4) How will injuries affect four top-10 players?

How do you judge a player who is never on the field? Yes, you remember how J.J. Watt pummeled offensive linemen and how Adrian Peterson stiff-armed misguided cornerbacks in years past, but if they spent the majority of 2016 on the sideline, can you truly give an accurate characterization of their present greatness? That's the question players polled must confront with four notable guys from the 2016 list. Watt (No. 3 in '16), Peterson (5), Luke Kuechly (7) and Rob Gronkowski (9) all suffered injuries that kept them off the field for long stretches of time. Watt, who ranked No. 1 two years ago, played just three games and recorded eight tackles. How will players treat these giants of the game? Take Andrew Luck's 85-slot drop in '16 as a glimpse of what could come. One year removed from entering the top 10, the Colts QB missed nine games due to shoulder, kidney and abdominal issues and subsequently dropped into the 90s. While we might see a similar fate for A.D., whose production had dropped off before his injury, we couldn't possibly have Watt, Kuechly and Gronk drop past No. 25, right? Right?!

5) Brown, Beckham or Julio: Which wideout will lead the pack?

Wide receivers dominate tabloid headlines, commercials, "Dancing With the Stars" and pre-postseason boat bashes, so why wouldn't they commandeer the 'Top 100'? Wideouts have been the most prolific position group in this annual ranking of players since its initiation in 2011, with an average of 16.7 per season. For four years -- 2012 through 2015 -- Lions legend Calvin Johnson had been the pace car, always placing high in the top 10. But with his retirement came a receiver vacuum at the head of the list, one Antonio Brown, Julio Jones and Odell Beckham Jr. filled with respective fourth-, eighth- and 10th-place rankings in '16. But which wideout will reign supreme this year? Will Brown's Facebook Live folly set him back amongst players? Could Julio's marvelous Super Bowl catch vault him into the top five? Might Beckham's penchant for yachting sink his chances at the top slot? More on this ... after the break.
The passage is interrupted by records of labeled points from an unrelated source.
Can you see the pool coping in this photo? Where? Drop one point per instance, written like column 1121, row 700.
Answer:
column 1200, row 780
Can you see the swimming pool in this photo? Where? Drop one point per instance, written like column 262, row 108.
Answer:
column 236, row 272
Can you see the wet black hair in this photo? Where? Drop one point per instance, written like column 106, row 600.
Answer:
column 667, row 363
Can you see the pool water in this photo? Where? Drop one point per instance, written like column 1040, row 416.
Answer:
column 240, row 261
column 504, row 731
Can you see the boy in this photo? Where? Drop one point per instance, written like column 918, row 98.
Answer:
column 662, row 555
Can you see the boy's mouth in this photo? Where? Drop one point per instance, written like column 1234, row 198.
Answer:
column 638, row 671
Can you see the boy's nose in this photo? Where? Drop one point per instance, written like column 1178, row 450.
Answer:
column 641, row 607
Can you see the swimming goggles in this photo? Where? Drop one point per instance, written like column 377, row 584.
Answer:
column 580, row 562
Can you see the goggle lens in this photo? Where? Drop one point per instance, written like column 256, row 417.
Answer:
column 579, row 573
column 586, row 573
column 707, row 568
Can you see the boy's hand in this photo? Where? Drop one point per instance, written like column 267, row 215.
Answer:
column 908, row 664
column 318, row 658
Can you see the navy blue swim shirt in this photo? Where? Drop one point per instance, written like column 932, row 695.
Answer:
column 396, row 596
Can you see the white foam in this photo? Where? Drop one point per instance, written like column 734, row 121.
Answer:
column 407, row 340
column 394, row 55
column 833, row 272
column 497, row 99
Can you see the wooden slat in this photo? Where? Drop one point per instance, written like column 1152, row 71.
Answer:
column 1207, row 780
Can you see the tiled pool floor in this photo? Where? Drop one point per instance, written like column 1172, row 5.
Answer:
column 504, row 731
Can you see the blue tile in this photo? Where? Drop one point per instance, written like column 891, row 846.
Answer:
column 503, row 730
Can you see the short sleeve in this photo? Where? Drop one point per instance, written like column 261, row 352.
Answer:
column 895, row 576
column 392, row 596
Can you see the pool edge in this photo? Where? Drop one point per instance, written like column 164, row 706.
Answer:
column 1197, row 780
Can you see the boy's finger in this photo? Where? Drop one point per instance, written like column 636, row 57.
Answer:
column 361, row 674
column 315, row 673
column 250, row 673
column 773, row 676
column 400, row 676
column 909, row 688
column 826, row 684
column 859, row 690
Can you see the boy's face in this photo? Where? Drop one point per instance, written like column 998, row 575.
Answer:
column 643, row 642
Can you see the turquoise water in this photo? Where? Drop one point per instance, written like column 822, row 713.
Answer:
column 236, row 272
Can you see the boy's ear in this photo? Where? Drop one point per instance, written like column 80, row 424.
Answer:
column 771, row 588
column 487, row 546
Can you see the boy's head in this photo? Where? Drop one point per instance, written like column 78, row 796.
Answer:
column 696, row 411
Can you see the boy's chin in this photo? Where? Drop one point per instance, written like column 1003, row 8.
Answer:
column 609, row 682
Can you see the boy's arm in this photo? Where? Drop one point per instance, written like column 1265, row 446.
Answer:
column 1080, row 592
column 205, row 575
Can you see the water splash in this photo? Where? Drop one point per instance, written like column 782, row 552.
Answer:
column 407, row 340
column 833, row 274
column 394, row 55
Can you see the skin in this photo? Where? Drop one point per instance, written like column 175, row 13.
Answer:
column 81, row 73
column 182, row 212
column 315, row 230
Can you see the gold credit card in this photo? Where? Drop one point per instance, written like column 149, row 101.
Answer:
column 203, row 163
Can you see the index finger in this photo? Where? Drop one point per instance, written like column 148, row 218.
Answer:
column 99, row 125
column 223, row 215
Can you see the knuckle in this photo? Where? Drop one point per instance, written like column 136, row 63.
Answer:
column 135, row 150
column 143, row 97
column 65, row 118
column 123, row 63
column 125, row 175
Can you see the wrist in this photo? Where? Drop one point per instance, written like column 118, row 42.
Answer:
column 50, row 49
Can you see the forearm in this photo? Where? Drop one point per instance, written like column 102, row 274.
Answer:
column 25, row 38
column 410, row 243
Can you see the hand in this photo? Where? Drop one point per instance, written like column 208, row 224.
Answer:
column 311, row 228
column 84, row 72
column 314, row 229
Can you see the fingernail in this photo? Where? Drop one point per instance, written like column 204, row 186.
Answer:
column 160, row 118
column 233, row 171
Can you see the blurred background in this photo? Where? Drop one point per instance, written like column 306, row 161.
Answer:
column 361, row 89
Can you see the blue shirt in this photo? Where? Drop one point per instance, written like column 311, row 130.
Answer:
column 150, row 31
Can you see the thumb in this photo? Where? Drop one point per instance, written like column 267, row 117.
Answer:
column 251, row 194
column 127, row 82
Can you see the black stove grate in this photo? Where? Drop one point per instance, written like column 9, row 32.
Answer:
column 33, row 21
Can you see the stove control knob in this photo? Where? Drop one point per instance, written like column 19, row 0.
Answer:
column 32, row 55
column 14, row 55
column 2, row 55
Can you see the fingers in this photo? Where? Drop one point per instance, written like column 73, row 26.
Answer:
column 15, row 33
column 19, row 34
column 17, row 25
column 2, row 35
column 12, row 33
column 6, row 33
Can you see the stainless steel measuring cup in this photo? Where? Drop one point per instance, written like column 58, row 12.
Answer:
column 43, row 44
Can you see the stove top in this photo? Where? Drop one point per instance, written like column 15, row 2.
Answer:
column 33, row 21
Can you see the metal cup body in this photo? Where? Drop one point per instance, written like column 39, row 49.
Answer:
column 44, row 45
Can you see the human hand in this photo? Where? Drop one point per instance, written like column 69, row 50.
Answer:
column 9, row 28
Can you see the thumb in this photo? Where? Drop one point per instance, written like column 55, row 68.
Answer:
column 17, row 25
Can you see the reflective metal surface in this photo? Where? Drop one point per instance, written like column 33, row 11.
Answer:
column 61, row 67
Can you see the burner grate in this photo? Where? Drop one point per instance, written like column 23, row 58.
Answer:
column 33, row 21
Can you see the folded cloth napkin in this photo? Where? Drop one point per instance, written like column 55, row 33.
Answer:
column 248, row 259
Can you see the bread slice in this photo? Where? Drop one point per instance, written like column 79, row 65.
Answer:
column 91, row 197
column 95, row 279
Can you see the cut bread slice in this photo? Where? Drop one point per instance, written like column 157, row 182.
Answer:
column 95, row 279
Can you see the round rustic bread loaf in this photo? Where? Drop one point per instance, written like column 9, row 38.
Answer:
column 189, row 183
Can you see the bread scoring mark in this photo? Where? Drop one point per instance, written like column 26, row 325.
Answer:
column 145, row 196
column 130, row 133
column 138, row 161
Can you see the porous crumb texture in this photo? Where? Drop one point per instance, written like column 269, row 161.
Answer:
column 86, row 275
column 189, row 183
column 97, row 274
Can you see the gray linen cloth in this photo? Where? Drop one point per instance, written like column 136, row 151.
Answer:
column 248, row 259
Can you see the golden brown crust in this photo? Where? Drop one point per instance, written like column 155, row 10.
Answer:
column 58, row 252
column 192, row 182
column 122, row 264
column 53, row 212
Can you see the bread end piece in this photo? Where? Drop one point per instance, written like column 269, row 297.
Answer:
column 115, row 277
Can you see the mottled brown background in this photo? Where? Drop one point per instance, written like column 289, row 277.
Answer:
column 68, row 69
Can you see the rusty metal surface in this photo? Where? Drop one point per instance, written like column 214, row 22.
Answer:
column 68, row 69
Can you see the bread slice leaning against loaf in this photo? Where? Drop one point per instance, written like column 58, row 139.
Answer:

6) How many rising sophomores will make the list?

I believe the children are our future, but do the players? Guys fresh off their rookie season rarely get respect on the "Top 100" list -- in 2016, only Todd Gurley and Marcus Peters broke through -- but last season's deep crop of freshman footballers is sure to be full of change agents. The Cowboys' breakout dynamic duo in Elliott and Prescott should be near shoo-in. Then there are Joey Bosa and Jalen Ramsey, two top-five defensive selections who lived up to expectations (and then some). Chiefs game changer Tyreek Hill and Falcons standouts Deion Jones and Keanu Neal also should be in the mix. And don't be surprised if under-the-radar offensive linchpins Michael Thomas and Jordan Howard snag slots.

7) So, where will Zeke and Dak land?

Dallas' prodigious pair drove the Cowboys to the top seed in the NFC in 2016, ushering in a new era of Lone Star football, while putting the old guard (read: Tony Romo) out to pasture. When it comes to Elliott and Prescott, it's their Jerryworld and we're just marveling at it. But how will veterans grade their rookie performances? And which Cowboy will ride side-saddle? Prescott beat out Elliott for the Offensive Rookie of the Year award to much surprise. After all, the tailback did lead the entire league in rushing, clearing his closest competition by 318 yards. Not to diminish Dak and his sparkling 104.9 passer rating, but Elliott went from a top pick to the top back quicker than anyone since Adrian Peterson. Does that achievement warrant a top-10 finish for Zeke, and what does that mean for Dak's status in the poll?